MrsWhites · 14/12/2025 13:54

So everyone has a guest or someone in the family if you don’t host who will do something seemingly innocent that will piss everyone off? Who is yours and why? I’ll go first -

My sister because she uses all the gravy and doesn’t get off her arse to go and make more! No matter how much gravy we put out she will always use most of it! It’s got to the point now where we put the gravy boars furthest away from her so everyone else gets a go first!

OP posts:
ldnmusic87 · 16/12/2025 10:55

We once had a guest who didn't want to play any games, and complained if we wanted to, she only wanted to watch church livestreams.

Snakebite61 · 16/12/2025 10:59

GhislaineDeFeligondeRose · 14/12/2025 14:42

Sounds like a job for Guest be Gone

Good old Viz 🤣🤣👍

Gardenalia · 16/12/2025 11:31

I think it’s me - I make the bread sauce, then I eat all of it (well, practically)

Differentforgirls · 16/12/2025 11:39

KilkennyCats · 15/12/2025 22:12

He’s your dh’s son?? Why not just invite him to dinner?!

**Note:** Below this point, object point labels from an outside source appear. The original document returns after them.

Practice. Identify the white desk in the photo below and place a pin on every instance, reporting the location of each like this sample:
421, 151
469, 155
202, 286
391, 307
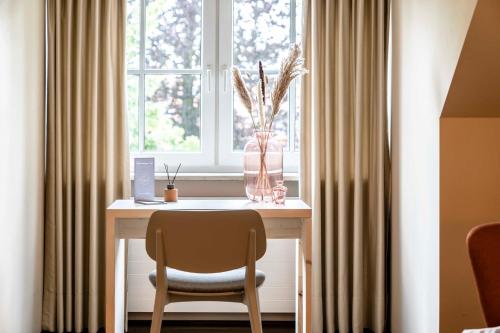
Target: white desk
128, 220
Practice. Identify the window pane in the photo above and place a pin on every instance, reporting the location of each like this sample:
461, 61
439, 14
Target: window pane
242, 128
133, 111
173, 34
261, 32
133, 33
172, 113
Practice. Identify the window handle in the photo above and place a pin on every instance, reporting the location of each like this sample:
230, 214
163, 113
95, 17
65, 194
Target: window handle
225, 71
209, 78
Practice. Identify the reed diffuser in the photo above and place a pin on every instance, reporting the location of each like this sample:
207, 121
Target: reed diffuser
170, 193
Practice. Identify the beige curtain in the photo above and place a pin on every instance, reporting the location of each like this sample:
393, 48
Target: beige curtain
345, 162
86, 157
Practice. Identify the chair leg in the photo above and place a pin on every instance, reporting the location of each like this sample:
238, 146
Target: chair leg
158, 312
252, 300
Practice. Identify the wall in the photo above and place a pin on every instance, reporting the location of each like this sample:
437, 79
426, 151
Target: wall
427, 39
470, 193
470, 164
21, 164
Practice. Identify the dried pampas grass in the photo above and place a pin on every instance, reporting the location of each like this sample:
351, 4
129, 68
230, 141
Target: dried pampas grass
291, 68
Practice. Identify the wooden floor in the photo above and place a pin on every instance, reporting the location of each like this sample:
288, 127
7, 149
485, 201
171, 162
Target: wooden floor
210, 327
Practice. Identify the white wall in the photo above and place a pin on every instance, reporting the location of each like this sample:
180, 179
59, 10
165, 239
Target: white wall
427, 39
21, 164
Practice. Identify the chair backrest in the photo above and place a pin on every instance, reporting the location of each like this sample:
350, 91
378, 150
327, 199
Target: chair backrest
483, 243
205, 241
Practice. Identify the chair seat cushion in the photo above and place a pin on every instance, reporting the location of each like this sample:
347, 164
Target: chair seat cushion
233, 280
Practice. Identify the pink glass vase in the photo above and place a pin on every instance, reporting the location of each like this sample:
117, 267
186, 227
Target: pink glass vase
263, 166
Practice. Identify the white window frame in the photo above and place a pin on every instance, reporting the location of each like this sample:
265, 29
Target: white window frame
216, 137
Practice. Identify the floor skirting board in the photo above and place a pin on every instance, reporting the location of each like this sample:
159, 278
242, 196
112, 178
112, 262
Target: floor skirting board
188, 316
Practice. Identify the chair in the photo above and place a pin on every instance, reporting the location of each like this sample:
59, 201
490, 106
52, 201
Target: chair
210, 256
483, 243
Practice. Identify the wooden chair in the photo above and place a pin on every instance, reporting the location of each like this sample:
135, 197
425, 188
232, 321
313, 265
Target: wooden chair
483, 243
210, 256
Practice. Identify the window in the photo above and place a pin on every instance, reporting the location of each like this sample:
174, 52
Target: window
181, 106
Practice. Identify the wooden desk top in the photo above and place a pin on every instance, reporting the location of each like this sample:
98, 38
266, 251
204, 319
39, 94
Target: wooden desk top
293, 208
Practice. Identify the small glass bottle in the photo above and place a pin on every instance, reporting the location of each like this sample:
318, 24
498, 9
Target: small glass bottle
279, 193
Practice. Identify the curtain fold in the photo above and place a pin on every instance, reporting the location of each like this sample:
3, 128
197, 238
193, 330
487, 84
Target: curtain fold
345, 162
87, 164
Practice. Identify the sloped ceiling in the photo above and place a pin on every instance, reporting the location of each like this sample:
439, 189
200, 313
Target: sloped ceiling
475, 88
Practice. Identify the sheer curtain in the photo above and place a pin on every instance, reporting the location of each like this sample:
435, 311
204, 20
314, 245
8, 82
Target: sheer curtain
86, 156
345, 162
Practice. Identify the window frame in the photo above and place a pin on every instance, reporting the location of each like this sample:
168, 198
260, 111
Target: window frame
216, 112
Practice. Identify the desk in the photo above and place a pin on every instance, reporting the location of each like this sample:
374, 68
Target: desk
128, 220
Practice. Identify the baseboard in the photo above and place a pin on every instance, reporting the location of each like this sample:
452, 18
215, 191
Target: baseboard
219, 316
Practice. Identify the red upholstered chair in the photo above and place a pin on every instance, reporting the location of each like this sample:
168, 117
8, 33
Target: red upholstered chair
483, 243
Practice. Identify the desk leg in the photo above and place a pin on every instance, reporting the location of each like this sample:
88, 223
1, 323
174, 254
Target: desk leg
115, 279
110, 273
299, 287
305, 249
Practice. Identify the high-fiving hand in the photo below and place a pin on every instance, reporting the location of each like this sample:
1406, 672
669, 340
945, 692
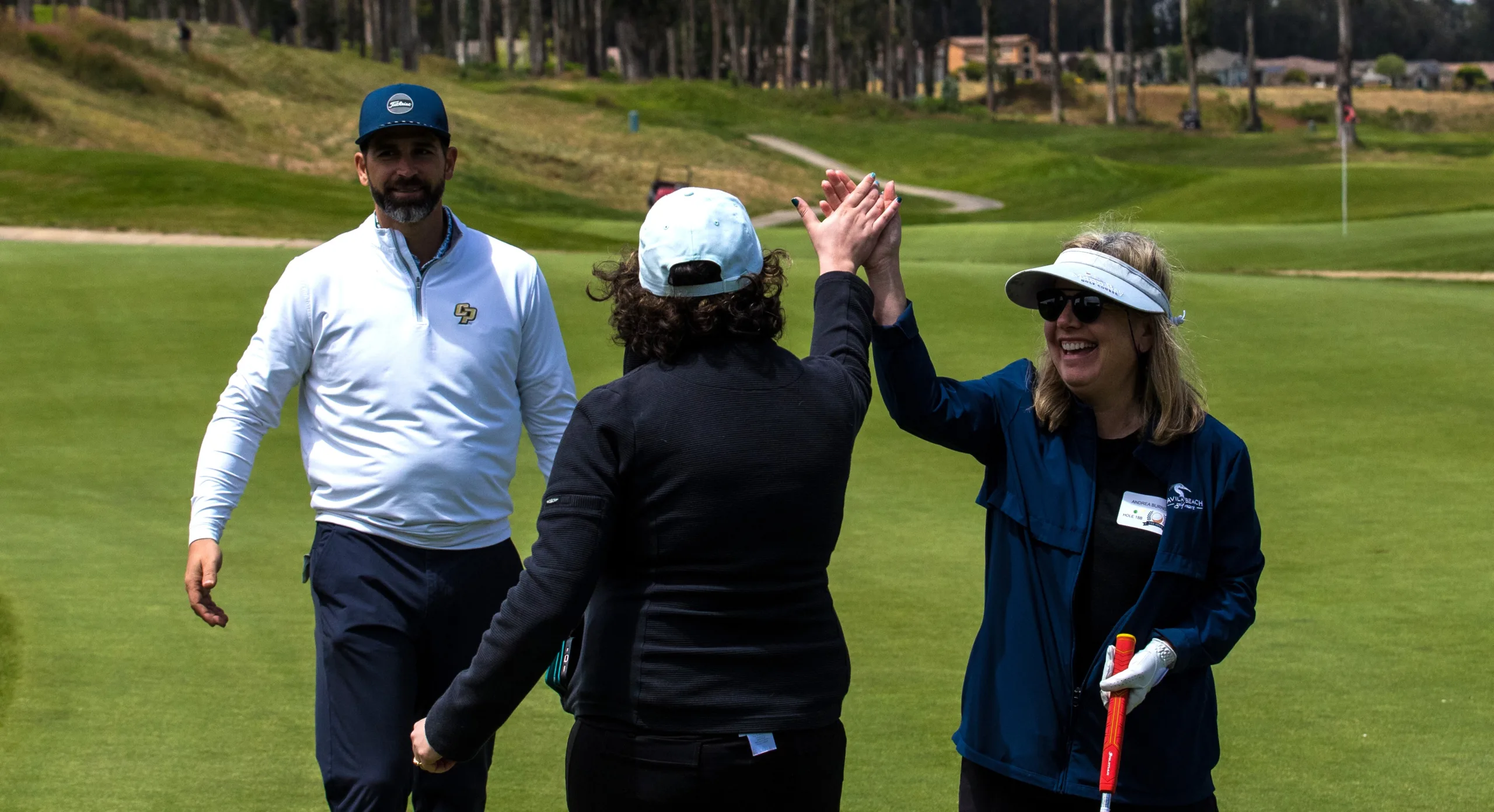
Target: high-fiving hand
839, 187
850, 230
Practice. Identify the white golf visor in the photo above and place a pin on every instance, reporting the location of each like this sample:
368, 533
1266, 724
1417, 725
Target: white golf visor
1097, 272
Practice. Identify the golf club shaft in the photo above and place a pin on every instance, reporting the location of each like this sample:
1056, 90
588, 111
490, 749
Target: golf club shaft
1115, 724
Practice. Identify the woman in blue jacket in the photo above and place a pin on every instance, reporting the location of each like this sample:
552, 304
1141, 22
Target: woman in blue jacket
1115, 503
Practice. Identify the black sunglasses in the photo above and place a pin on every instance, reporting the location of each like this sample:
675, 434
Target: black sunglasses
1087, 306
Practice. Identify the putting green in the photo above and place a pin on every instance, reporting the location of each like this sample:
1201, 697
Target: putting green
1362, 685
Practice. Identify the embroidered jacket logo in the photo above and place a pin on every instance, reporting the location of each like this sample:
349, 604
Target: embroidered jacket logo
1181, 501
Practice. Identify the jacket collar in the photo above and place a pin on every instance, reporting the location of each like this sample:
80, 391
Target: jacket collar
392, 244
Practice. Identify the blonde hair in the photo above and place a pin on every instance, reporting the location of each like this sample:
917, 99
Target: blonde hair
1172, 399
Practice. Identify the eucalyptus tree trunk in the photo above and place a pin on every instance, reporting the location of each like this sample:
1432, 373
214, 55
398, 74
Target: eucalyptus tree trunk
732, 42
558, 33
598, 30
671, 52
1345, 100
1058, 62
1130, 65
910, 87
691, 65
716, 41
991, 59
484, 32
1252, 116
241, 15
410, 39
789, 51
1112, 97
833, 72
809, 44
537, 39
369, 39
386, 38
1188, 57
889, 54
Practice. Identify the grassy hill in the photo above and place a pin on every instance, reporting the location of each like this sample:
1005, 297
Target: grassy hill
1356, 690
110, 126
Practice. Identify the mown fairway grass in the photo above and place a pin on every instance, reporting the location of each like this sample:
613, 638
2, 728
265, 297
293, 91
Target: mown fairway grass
1360, 688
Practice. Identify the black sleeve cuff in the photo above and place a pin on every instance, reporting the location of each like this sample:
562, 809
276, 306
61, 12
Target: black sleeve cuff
900, 333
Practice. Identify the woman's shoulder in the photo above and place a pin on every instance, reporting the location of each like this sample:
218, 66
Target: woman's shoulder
1217, 441
1017, 377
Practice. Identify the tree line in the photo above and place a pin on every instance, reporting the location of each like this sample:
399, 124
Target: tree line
839, 36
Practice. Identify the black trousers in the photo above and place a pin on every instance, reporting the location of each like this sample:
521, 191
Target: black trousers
612, 768
395, 624
982, 790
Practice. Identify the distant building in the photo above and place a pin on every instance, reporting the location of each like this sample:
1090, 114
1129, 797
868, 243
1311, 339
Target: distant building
1320, 72
1424, 75
1226, 66
1013, 51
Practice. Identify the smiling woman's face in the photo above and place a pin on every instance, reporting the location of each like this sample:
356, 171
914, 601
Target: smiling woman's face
1097, 360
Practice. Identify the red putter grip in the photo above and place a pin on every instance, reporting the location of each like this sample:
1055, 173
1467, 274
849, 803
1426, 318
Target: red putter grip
1115, 723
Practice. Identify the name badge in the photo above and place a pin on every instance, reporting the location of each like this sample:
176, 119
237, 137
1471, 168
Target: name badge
1143, 512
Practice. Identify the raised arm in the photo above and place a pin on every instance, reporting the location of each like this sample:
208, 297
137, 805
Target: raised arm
575, 524
843, 332
546, 388
958, 415
277, 359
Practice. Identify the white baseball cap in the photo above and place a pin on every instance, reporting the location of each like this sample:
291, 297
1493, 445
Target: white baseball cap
1097, 272
697, 225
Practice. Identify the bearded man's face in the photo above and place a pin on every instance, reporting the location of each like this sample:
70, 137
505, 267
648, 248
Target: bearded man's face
407, 169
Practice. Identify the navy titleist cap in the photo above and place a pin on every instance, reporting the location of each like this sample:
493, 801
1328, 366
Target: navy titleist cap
402, 106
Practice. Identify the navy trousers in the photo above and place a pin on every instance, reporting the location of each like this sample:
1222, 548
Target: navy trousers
395, 624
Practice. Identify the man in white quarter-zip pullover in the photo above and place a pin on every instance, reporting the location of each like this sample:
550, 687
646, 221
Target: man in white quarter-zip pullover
420, 348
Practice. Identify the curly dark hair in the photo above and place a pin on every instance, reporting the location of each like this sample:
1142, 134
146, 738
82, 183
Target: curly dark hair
664, 327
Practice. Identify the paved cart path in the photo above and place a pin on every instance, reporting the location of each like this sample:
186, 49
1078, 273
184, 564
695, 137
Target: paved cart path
959, 202
26, 233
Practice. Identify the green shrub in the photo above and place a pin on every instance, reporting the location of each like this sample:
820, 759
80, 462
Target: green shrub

" We invited him one year and he just claimed he forgot. We waited and waited in vain, before we had ours. We found out from his brothers later that he hadn't forgotten at all, was just to windy me up"

Rescuedog12 · 16/12/2025 12:17

Milkbloo · 14/12/2025 15:16

The one who opens my kitchen cupboard and stands there gormlessly asking “ where is the English breakfast tea.” As if it’s a staple of every household. Ohhh godddddd. !

It is though.

Snowangles · 16/12/2025 12:53

@ldnmusic87

We have one of those but at least we are spared the church live stream. Why bother going somewhere else if that's all you want to do

ChocolateCinderToffee · 16/12/2025 13:15

localnotail · 16/12/2025 10:41

Are you sitting there mushing it up with your fork until it looks like its been chewed up and spat out? And then eating it? I would find it vomit inducing.
If I knew you I would have asked if you'd prefer if food comes to you already pre-mixed, like blended in a blender.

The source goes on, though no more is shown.